A send_file call is made first specifying the name of the incoming file and its size. Then, the Mobile Launcher executes enough send_file_partial calls (1MB per call maximum) to transfer the file. These files may include both a VM overlay and a floppy disk image. The files are collected in a namespace on the display rooted at /tmp/kimberley/, each stored under the basename of the filename provided. The files' actual intended use is specified with later RPCs. Optionally, if the user sent over a floppy disk image, its filename in the local namespace is specified by the following RPC:

    int use_persistent_state(string filename<1024>);
  1. The Mobile Launcher makes one of two RPC calls to the Display Launcher to indicate and possibly transfer Kimberlize state:

     int use_kimberlize_file(string vm_name<128>, string patch_file<2048>);
     int use_kimberlize_URL(string vm_name<128>, string patch_URL<2048>);
  2. Once the kimberlize patch is transferred to the Display Launcher, it executes a short script. The script executes dekimberlize with the parameters passed from the mobile device, and also brings up an x11vnc server on X display ":0.0". The Display Launcher registers the port on which the x11vnc server is listening with the display's KCM. In parallel, the Mobile Launcher begins browsing for VNC services published by the display by repeatedly calling into its KCM. The KCMs usually publish and resolve the new thin client service after a small number of attempts.

  3. The mobile launcher executes vncviewer for the thin-client connection, connecting locally to the port returned from the KCM or directly to the display's USB IP address when USB networking is enabled.

  4. dekimberlize continues to execute and the virtual machine resumes shortly thereafter. Once it is resumed, the user interacts with the application using the UI controls of the mobile device.

  5. When the user completes interaction, he terminates the vncviewer application. The Mobile Launcher receives notice the application has been terminated, and sends a final RPC to the Display Launcher indicating end of use, optionally specifying if the floppy disk delta will be retrieved.
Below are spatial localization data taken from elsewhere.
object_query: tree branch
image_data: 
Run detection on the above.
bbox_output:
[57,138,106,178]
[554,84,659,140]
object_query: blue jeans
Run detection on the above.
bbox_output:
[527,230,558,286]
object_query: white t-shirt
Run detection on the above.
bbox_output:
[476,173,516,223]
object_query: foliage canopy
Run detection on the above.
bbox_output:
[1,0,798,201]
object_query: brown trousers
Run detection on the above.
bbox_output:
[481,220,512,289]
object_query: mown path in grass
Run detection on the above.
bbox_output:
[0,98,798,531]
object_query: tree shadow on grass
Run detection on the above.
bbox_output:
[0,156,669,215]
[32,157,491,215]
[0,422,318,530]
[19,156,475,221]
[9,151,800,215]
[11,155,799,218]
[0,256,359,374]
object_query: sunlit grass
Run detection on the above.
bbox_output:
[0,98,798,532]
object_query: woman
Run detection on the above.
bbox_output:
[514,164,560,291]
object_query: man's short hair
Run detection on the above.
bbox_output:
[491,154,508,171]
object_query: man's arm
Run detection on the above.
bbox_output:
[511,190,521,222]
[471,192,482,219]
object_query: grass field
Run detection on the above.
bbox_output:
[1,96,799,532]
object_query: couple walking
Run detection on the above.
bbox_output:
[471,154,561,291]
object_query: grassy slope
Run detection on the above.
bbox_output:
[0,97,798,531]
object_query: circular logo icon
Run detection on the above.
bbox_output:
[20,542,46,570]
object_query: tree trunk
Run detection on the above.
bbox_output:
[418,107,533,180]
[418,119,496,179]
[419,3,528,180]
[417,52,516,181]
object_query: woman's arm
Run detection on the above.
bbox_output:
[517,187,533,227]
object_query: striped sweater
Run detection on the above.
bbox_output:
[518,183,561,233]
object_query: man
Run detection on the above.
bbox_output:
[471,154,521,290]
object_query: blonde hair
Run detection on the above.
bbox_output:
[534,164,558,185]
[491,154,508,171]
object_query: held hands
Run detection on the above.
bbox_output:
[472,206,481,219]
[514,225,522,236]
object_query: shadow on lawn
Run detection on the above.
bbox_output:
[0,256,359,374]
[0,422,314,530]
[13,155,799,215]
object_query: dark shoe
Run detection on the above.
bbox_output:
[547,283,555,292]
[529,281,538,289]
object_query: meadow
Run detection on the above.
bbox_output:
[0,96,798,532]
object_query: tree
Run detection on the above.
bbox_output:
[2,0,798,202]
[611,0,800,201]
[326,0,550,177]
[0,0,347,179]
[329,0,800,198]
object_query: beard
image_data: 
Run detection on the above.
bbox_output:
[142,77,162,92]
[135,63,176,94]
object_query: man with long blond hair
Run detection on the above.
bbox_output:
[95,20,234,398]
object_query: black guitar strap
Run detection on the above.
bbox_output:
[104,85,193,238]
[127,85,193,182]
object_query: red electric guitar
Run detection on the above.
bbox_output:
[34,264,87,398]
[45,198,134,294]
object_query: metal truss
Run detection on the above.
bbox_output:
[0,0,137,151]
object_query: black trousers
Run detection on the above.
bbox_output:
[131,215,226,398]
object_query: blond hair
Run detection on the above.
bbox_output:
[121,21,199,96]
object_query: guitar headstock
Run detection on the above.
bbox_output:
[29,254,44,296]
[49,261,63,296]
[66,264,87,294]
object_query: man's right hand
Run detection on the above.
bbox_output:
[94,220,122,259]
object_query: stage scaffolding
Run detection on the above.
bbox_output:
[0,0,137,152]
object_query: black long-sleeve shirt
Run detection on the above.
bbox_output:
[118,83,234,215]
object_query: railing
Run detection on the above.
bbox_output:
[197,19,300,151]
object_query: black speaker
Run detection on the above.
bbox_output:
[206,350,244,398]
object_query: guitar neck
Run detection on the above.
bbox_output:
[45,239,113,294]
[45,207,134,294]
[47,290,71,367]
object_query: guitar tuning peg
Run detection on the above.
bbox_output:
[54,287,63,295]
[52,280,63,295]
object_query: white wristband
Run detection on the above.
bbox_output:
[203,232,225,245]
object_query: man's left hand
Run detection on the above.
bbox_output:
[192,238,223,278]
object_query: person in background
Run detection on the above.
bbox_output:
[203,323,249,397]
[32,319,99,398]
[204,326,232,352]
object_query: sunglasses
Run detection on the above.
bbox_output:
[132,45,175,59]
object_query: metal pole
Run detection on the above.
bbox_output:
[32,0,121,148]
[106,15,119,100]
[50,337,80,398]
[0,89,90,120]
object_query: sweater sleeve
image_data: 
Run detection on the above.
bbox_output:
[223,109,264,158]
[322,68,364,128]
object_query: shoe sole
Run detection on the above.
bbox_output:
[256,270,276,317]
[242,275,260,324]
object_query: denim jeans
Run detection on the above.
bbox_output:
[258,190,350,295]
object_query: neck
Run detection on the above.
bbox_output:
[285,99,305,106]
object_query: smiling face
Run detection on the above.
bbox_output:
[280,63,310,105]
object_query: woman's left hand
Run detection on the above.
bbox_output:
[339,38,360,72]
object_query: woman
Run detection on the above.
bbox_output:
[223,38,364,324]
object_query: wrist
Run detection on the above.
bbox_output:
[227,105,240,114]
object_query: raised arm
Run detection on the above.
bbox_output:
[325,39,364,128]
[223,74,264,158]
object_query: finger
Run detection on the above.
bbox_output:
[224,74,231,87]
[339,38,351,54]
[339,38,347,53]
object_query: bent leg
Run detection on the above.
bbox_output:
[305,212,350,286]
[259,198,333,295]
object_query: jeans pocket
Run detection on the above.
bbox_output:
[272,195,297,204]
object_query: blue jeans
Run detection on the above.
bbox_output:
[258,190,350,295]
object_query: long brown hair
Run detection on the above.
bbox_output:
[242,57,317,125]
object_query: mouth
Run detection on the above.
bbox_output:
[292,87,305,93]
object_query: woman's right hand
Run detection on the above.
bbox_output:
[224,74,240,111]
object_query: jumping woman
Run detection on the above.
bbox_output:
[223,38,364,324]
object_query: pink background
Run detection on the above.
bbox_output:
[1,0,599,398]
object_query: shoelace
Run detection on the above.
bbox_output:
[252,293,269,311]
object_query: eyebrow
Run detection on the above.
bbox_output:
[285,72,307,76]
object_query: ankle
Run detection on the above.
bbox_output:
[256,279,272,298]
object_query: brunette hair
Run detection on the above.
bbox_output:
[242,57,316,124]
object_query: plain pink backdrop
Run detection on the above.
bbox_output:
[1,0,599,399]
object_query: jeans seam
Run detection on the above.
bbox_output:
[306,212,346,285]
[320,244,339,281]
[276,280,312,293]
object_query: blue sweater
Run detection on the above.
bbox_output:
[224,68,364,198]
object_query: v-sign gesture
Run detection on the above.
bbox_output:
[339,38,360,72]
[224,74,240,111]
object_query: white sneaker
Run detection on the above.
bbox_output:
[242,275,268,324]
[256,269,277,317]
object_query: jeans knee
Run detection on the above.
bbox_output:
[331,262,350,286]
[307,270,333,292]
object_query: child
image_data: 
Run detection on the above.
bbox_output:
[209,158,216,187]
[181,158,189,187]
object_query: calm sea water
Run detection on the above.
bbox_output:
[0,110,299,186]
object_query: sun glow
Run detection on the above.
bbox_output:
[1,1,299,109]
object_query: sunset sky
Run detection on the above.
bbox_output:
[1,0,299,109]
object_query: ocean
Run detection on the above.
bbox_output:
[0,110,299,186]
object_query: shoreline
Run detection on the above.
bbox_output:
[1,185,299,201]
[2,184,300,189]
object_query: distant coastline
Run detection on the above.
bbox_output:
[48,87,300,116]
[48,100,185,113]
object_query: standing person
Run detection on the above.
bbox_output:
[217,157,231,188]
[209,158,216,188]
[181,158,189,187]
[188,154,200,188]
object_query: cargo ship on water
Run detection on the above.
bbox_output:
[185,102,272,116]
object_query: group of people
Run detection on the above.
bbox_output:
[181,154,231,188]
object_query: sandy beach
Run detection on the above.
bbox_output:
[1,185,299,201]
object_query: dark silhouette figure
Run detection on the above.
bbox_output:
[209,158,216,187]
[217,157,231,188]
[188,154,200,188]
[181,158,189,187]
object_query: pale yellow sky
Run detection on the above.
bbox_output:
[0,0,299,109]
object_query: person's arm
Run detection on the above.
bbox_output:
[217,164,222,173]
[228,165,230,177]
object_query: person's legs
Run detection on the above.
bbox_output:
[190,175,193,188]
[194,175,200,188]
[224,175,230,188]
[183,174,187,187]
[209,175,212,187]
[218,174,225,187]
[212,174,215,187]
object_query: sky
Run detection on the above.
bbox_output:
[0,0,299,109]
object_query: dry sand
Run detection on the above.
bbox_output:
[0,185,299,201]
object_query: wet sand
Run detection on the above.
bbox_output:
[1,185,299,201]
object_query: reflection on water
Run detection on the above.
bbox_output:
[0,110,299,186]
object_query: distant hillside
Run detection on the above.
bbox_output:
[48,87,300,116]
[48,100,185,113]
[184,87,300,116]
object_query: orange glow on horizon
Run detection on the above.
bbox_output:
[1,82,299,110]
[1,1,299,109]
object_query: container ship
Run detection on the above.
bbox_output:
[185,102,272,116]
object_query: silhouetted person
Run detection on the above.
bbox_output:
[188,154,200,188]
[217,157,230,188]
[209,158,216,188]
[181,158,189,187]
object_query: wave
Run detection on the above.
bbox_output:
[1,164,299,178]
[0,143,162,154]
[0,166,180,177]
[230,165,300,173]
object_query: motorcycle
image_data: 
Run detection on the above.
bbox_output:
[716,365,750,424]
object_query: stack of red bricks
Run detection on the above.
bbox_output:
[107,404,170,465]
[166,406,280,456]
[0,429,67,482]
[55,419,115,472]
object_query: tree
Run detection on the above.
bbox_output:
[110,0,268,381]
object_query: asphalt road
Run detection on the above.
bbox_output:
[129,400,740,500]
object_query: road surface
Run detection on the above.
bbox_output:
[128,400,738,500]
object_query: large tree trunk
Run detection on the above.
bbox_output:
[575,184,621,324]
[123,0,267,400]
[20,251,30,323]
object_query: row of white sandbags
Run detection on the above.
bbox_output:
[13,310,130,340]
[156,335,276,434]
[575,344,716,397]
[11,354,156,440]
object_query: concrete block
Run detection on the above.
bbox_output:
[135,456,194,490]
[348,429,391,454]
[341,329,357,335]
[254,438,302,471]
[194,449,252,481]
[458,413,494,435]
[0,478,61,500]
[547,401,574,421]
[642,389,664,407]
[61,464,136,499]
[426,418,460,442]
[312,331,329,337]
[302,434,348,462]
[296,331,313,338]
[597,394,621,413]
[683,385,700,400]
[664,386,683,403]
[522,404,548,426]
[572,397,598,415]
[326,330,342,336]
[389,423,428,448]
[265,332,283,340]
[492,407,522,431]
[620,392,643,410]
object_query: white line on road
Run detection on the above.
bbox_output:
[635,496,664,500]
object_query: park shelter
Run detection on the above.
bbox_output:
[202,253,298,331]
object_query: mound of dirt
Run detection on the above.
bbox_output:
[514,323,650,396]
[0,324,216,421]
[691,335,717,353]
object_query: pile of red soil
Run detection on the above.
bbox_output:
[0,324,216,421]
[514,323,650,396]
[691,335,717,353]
The Display Launcher blocks on the RPC, creating the file /tmp/dekimberlize_finished to signal to the dekimberlize script that the user's interaction has ended. The dekimberlize script then does its work, discarding the Kimberlize patch and reverting the virtual machine to its base state, as well as possibly calculating the delta of the floppy disk. When this completes, the Display Launcher returns success on the RPC providing the filename of the newly created floppy disk delta (or null, if none provided). Optionally, the Mobile Launcher retrieves the floppy disk delta file using a protocol of 2 RPCs similar to sending files:

     typedef opaque data<>;
     int     retrieve_file(string filename<1024>);
     data    retrieve_partial(void);

    The Mobile Launcher then executes xdelta to apply the binary difference patch to the original floppy disk image file.

  6. The Display Launcher closes its network connections and re-registers its Kimberley services with the KCM.

  7. The Mobile Launcher saves the persistent state by writing out and applying the patch received in the RPC call, and completes.